Différents modes de « fermeture » existent déjà :

La séparation (vis-à-vis d’une entité, d’une usine, d’un site, par exemple à travers le démantèlement des contrats juridiques, des applications et systèmes d’information) ;

La liquidation et le démantèlement (plus rares, bien que désormais soutenues par l’État comme dans le cas des Usines Fagor à Lyon) ;

Ou encore la patrimonialisation (transformer la fonction, l’usage d’une infrastructure pour en faire un patrimoine culturel ou territorial, l’exemple de la Sucrière).

Les auteurs proposent d’en ajouter de nouveaux, parmi lesquels :

La défuturation, qui consiste à mettre en cohérence nos rêves technologiques avec des limites physiques et terrestres pour certaines indépassables ;

La désinnovation, qui correspond au démantèlement organisé qu’exige l’incompatibilité entre certains projets et les limites planétaires ;

Le désinvestissement redirectionniste, qui planifie la fermeture d’un projet incompatible avec les limites planétaires ;

Un protocole démocratique de renoncement, qui mène à abandonner et réaffecter une infrastructure, une activité incompatible avec les limites planétaires ;

Le reverse design, cette méthode qui cartographie les réseaux, afin d’identifier les nouvelles ingénieries nécessaires à leurs déconstruction ;

La désincubation, chargée de faire passer toute projection sous les fourches caudines des limites planétaires ;

Et l’émergence d’Arts et Métiers redirectionnistes, qui organiseraient la réaffectation du monde du travail, des systèmes de formation et des modes de représentation.

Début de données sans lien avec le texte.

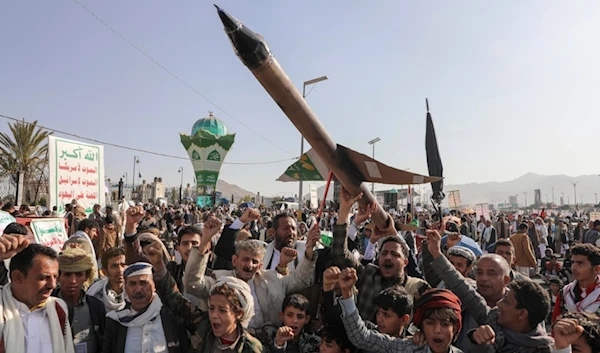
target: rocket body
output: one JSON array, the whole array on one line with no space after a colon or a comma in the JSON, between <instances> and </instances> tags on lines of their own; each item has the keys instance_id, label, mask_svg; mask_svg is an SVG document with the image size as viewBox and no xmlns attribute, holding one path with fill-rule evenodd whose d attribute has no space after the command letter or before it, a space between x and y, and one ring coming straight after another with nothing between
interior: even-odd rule
<instances>
[{"instance_id":1,"label":"rocket body","mask_svg":"<svg viewBox=\"0 0 600 353\"><path fill-rule=\"evenodd\" d=\"M377 204L372 220L379 229L385 228L388 224L387 213L363 183L355 166L338 151L337 144L279 65L264 39L220 8L217 7L217 10L240 60L250 69L344 188L352 195L363 193L359 200L361 208L366 208L373 202Z\"/></svg>"}]
</instances>

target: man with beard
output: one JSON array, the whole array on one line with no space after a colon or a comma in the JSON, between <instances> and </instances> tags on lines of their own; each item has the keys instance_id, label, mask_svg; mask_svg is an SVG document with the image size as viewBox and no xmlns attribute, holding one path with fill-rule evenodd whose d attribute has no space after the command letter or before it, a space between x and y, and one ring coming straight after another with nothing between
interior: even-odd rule
<instances>
[{"instance_id":1,"label":"man with beard","mask_svg":"<svg viewBox=\"0 0 600 353\"><path fill-rule=\"evenodd\" d=\"M220 228L221 221L217 218L211 218L204 224L205 234L200 246L192 248L189 262L185 268L184 287L186 293L200 300L207 300L210 288L219 278L237 277L248 282L254 298L255 315L250 321L249 327L258 328L266 322L281 325L279 310L273 310L273 308L281 308L283 300L288 294L297 293L312 284L317 260L314 247L321 238L319 228L315 225L310 230L304 259L298 263L296 271L287 276L282 276L276 270L262 269L265 248L262 243L255 240L243 240L235 244L235 254L232 256L233 270L215 270L211 276L205 276L211 242L211 237L206 236L206 233L215 234L211 229ZM296 250L283 247L278 263L286 266L296 257Z\"/></svg>"},{"instance_id":2,"label":"man with beard","mask_svg":"<svg viewBox=\"0 0 600 353\"><path fill-rule=\"evenodd\" d=\"M235 223L234 223L235 224ZM232 224L232 226L234 226ZM273 218L273 229L275 230L275 239L267 245L267 252L262 264L263 270L275 270L279 266L281 249L296 249L298 258L287 265L288 271L293 271L304 258L305 241L297 241L297 223L296 219L287 213L280 213ZM285 272L281 268L280 272Z\"/></svg>"},{"instance_id":3,"label":"man with beard","mask_svg":"<svg viewBox=\"0 0 600 353\"><path fill-rule=\"evenodd\" d=\"M384 289L402 285L408 294L415 298L430 288L427 282L407 276L404 269L408 264L409 249L404 239L398 236L394 228L394 221L389 217L388 228L380 230L377 227L371 234L371 242L380 242L378 265L364 266L348 250L348 237L346 236L348 215L352 205L362 197L362 194L352 197L346 189L340 190L340 209L336 226L333 230L333 243L331 255L335 264L340 268L353 267L358 273L357 305L360 316L364 320L373 321L376 307L374 298ZM372 205L371 209L374 209ZM367 211L368 210L364 210ZM385 239L382 239L387 236Z\"/></svg>"},{"instance_id":4,"label":"man with beard","mask_svg":"<svg viewBox=\"0 0 600 353\"><path fill-rule=\"evenodd\" d=\"M188 336L155 292L152 265L137 262L123 273L129 304L106 314L102 350L111 353L185 353Z\"/></svg>"},{"instance_id":5,"label":"man with beard","mask_svg":"<svg viewBox=\"0 0 600 353\"><path fill-rule=\"evenodd\" d=\"M175 279L177 287L180 292L184 293L185 288L183 286L183 275L185 270L185 264L187 263L190 250L192 247L200 245L200 229L191 226L182 227L179 231L179 253L181 254L181 264L176 261L169 261L170 256L167 252L164 244L160 241L158 236L153 233L149 233L151 230L142 231L142 233L136 234L135 230L138 229L138 222L144 217L145 211L142 207L130 207L127 210L127 224L125 225L125 250L127 263L147 261L147 257L144 253L144 248L154 242L160 242L161 248L163 249L165 263L167 264L167 270ZM213 235L219 232L219 229L204 229L205 236L212 238ZM132 234L133 233L133 234ZM187 296L187 295L186 295ZM189 296L188 299L195 305L200 305L197 298ZM201 309L205 310L206 307L200 306Z\"/></svg>"},{"instance_id":6,"label":"man with beard","mask_svg":"<svg viewBox=\"0 0 600 353\"><path fill-rule=\"evenodd\" d=\"M461 298L463 310L480 325L475 330L463 326L459 335L463 347L457 346L470 351L470 347L465 347L460 340L460 336L466 334L474 346L479 346L476 349L484 348L486 352L549 352L553 341L540 325L550 309L546 291L529 279L508 284L508 263L495 254L479 259L476 290L444 257L441 240L437 230L427 231L427 247L434 259L431 266L447 288ZM503 281L498 280L499 275ZM504 288L506 284L510 290Z\"/></svg>"}]
</instances>

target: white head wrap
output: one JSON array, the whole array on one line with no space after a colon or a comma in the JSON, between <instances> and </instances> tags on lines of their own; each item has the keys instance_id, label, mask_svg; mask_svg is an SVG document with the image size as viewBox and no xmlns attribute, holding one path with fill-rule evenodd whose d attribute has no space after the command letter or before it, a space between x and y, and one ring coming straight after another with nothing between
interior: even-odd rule
<instances>
[{"instance_id":1,"label":"white head wrap","mask_svg":"<svg viewBox=\"0 0 600 353\"><path fill-rule=\"evenodd\" d=\"M128 278L130 276L141 276L141 275L150 275L152 276L152 265L147 262L136 262L127 266L125 271L123 272L123 278Z\"/></svg>"},{"instance_id":2,"label":"white head wrap","mask_svg":"<svg viewBox=\"0 0 600 353\"><path fill-rule=\"evenodd\" d=\"M242 305L242 309L244 309L244 315L240 319L240 323L244 328L247 328L250 319L254 317L254 298L252 297L248 283L235 277L223 276L210 288L210 294L212 295L213 290L221 285L226 285L235 291L235 294Z\"/></svg>"}]
</instances>

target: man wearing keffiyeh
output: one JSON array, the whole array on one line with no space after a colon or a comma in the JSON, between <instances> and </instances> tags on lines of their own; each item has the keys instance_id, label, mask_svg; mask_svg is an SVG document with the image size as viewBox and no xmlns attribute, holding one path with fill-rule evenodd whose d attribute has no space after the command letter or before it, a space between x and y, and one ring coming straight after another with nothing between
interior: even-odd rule
<instances>
[{"instance_id":1,"label":"man wearing keffiyeh","mask_svg":"<svg viewBox=\"0 0 600 353\"><path fill-rule=\"evenodd\" d=\"M156 294L152 265L131 264L123 273L129 303L106 317L104 352L187 352L185 328L178 325Z\"/></svg>"}]
</instances>

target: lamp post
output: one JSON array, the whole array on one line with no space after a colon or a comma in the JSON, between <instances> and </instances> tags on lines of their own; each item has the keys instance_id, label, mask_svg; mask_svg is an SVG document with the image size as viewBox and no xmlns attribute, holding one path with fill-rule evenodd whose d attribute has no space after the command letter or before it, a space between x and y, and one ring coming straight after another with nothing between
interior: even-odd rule
<instances>
[{"instance_id":1,"label":"lamp post","mask_svg":"<svg viewBox=\"0 0 600 353\"><path fill-rule=\"evenodd\" d=\"M575 196L575 207L577 207L577 184L579 184L579 182L572 181L571 184L573 184L573 196Z\"/></svg>"},{"instance_id":2,"label":"lamp post","mask_svg":"<svg viewBox=\"0 0 600 353\"><path fill-rule=\"evenodd\" d=\"M375 144L379 141L381 141L381 139L379 137L376 137L368 142L369 145L373 146L373 159L375 159ZM375 194L375 183L374 182L371 183L371 193Z\"/></svg>"},{"instance_id":3,"label":"lamp post","mask_svg":"<svg viewBox=\"0 0 600 353\"><path fill-rule=\"evenodd\" d=\"M177 173L181 174L181 183L179 184L179 204L183 203L183 167L177 169Z\"/></svg>"},{"instance_id":4,"label":"lamp post","mask_svg":"<svg viewBox=\"0 0 600 353\"><path fill-rule=\"evenodd\" d=\"M327 76L321 76L321 77L313 78L312 80L304 81L304 84L302 85L302 98L306 99L306 96L308 95L306 93L306 86L316 85L317 83L328 80L328 79L329 78ZM308 93L310 93L310 92L308 92ZM303 154L304 154L304 136L300 135L300 157L302 157ZM302 209L304 207L303 202L302 202L302 180L300 180L300 183L298 186L298 204L301 207L300 209Z\"/></svg>"},{"instance_id":5,"label":"lamp post","mask_svg":"<svg viewBox=\"0 0 600 353\"><path fill-rule=\"evenodd\" d=\"M125 178L125 185L127 185L127 177L129 177L129 175L127 174L127 172L125 172L123 174L123 178Z\"/></svg>"},{"instance_id":6,"label":"lamp post","mask_svg":"<svg viewBox=\"0 0 600 353\"><path fill-rule=\"evenodd\" d=\"M140 157L133 156L133 176L131 180L131 198L133 199L133 195L135 193L135 167L140 164Z\"/></svg>"}]
</instances>

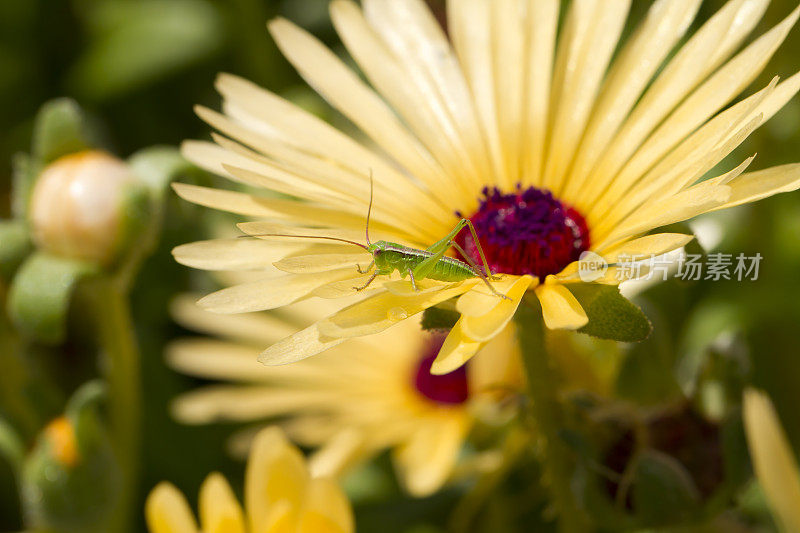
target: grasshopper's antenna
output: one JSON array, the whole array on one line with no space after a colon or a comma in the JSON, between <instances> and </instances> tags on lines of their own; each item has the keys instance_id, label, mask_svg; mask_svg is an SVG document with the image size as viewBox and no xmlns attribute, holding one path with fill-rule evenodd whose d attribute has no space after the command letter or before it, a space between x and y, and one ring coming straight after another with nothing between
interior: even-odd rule
<instances>
[{"instance_id":1,"label":"grasshopper's antenna","mask_svg":"<svg viewBox=\"0 0 800 533\"><path fill-rule=\"evenodd\" d=\"M348 241L347 239L340 239L338 237L323 237L321 235L292 235L291 233L253 233L252 235L239 235L237 236L237 239L249 239L257 237L292 237L298 239L325 239L328 241L346 242L347 244L352 244L354 246L358 246L359 248L363 248L365 250L367 249L367 247L361 244L360 242Z\"/></svg>"},{"instance_id":2,"label":"grasshopper's antenna","mask_svg":"<svg viewBox=\"0 0 800 533\"><path fill-rule=\"evenodd\" d=\"M367 227L365 230L367 236L367 245L372 244L369 242L369 217L372 214L372 194L375 186L375 180L372 177L372 169L369 169L369 207L367 207Z\"/></svg>"}]
</instances>

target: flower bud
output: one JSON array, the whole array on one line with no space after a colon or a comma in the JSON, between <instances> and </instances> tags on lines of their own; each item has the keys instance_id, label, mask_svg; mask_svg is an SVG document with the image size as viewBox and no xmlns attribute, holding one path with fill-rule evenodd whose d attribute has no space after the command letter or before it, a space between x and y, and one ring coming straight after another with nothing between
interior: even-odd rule
<instances>
[{"instance_id":1,"label":"flower bud","mask_svg":"<svg viewBox=\"0 0 800 533\"><path fill-rule=\"evenodd\" d=\"M33 190L34 242L56 255L108 265L126 240L127 204L142 190L130 167L110 154L61 157L45 167Z\"/></svg>"},{"instance_id":2,"label":"flower bud","mask_svg":"<svg viewBox=\"0 0 800 533\"><path fill-rule=\"evenodd\" d=\"M50 422L25 459L21 499L25 525L36 531L110 531L118 512L121 470L97 413L100 387L79 389L66 414Z\"/></svg>"}]
</instances>

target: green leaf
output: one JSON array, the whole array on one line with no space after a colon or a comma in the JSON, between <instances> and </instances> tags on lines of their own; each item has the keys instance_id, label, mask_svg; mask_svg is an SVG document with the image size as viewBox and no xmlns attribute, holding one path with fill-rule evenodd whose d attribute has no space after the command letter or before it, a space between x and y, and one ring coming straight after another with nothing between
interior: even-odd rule
<instances>
[{"instance_id":1,"label":"green leaf","mask_svg":"<svg viewBox=\"0 0 800 533\"><path fill-rule=\"evenodd\" d=\"M8 314L20 332L45 344L66 335L67 313L75 286L98 273L85 261L36 252L20 267L8 295Z\"/></svg>"},{"instance_id":2,"label":"green leaf","mask_svg":"<svg viewBox=\"0 0 800 533\"><path fill-rule=\"evenodd\" d=\"M459 314L457 311L429 307L422 313L422 329L425 331L449 330L456 325L458 317Z\"/></svg>"},{"instance_id":3,"label":"green leaf","mask_svg":"<svg viewBox=\"0 0 800 533\"><path fill-rule=\"evenodd\" d=\"M50 100L39 109L33 129L33 157L44 166L61 156L90 148L83 111L69 98Z\"/></svg>"},{"instance_id":4,"label":"green leaf","mask_svg":"<svg viewBox=\"0 0 800 533\"><path fill-rule=\"evenodd\" d=\"M677 460L655 450L637 459L632 486L633 507L647 525L676 523L697 511L700 493Z\"/></svg>"},{"instance_id":5,"label":"green leaf","mask_svg":"<svg viewBox=\"0 0 800 533\"><path fill-rule=\"evenodd\" d=\"M10 281L32 248L25 222L0 220L0 280Z\"/></svg>"},{"instance_id":6,"label":"green leaf","mask_svg":"<svg viewBox=\"0 0 800 533\"><path fill-rule=\"evenodd\" d=\"M589 323L578 330L581 333L601 339L640 342L653 330L642 310L622 296L617 287L599 283L577 283L567 287L589 317Z\"/></svg>"}]
</instances>

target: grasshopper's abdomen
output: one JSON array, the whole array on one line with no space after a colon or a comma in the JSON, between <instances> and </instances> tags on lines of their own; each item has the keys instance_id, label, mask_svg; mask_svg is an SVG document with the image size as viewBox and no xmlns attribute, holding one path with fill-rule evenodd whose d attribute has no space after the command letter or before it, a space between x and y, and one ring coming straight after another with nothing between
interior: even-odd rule
<instances>
[{"instance_id":1,"label":"grasshopper's abdomen","mask_svg":"<svg viewBox=\"0 0 800 533\"><path fill-rule=\"evenodd\" d=\"M380 267L382 264L390 269L397 269L403 276L409 270L419 265L423 260L433 255L425 250L406 248L403 246L388 246L376 257L376 263ZM426 277L436 281L463 281L465 279L479 277L468 264L452 257L442 257L433 267L433 270Z\"/></svg>"}]
</instances>

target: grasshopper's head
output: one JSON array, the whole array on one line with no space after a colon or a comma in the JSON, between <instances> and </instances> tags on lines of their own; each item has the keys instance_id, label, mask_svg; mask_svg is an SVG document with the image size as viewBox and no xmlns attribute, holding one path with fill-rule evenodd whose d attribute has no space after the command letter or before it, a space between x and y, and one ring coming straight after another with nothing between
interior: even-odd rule
<instances>
[{"instance_id":1,"label":"grasshopper's head","mask_svg":"<svg viewBox=\"0 0 800 533\"><path fill-rule=\"evenodd\" d=\"M386 241L375 241L367 246L367 251L372 254L372 259L379 268L382 267L386 262L386 256L384 253L386 252L388 246L389 243Z\"/></svg>"}]
</instances>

Cette question des « actifs échoués » sera largement évoquée dans l’étude « les nouveaux modèles économiques de la sobriété » (saison 4 de l’Etude sur les nouveaux modèles économiques urbains) que nous réalisons avec Espelia et Partie Prenante (étude en cours, avec première mise en débat de nos résultats intermédiaires mi-décembre). Un premier défi concerne les propriétaires de l’actif : comment pourront-ils supporter la baisse de valeur de leur actif ? Un autre défi concerne la collectivité, au sens large : les pertes de valeur des actifs échoués doivent-elles prises en charge par les seuls propriétaires de ces actifs ou bien, plus largement, par l’ensemble de la collectivité ? Dit autrement, comment répartir les surcoûts et/ou les manques à gagner provoqués par l’impératif de sobriété ? On le voit sur l’aménagement urbain, où l’objectif de sobriété foncière entraîne une hausse des coûts des opérations (dépollution, requalification du bâti existant, remembrement et relocalisation des occupants…) et un manque à gagner important (en déclassant certaines zones envisagées comme urbanisables). Ces coûts sont de mieux en mieux connus, mais la répartition de leur prise en charge reste pour l’instant un angle mort de la littérature existante.

 

Sources :

Crise climatique : « Nous devons apprendre à désinnover »” – Le Monde – 3 septembre 2021 – Diego Landivar, Alexandre Monnin et Emmanuel Bonnet

Veille M3 / Fermeture annoncée d’un monde « en ruines » : Quelle industrie à l’heure de l’Anthropocène ?” – Millénaire 3 – Lucas Piessat – 19 octobre 2021

 

Et aussi :

Dans un autre genre, mais où il est tout autant question de tri et de renoncement, on pourra lire le best-seller suédois “La vie en ordre” de Margareta Magnussin sur le concept suédois de “döstädning” (“rangement de la mort”).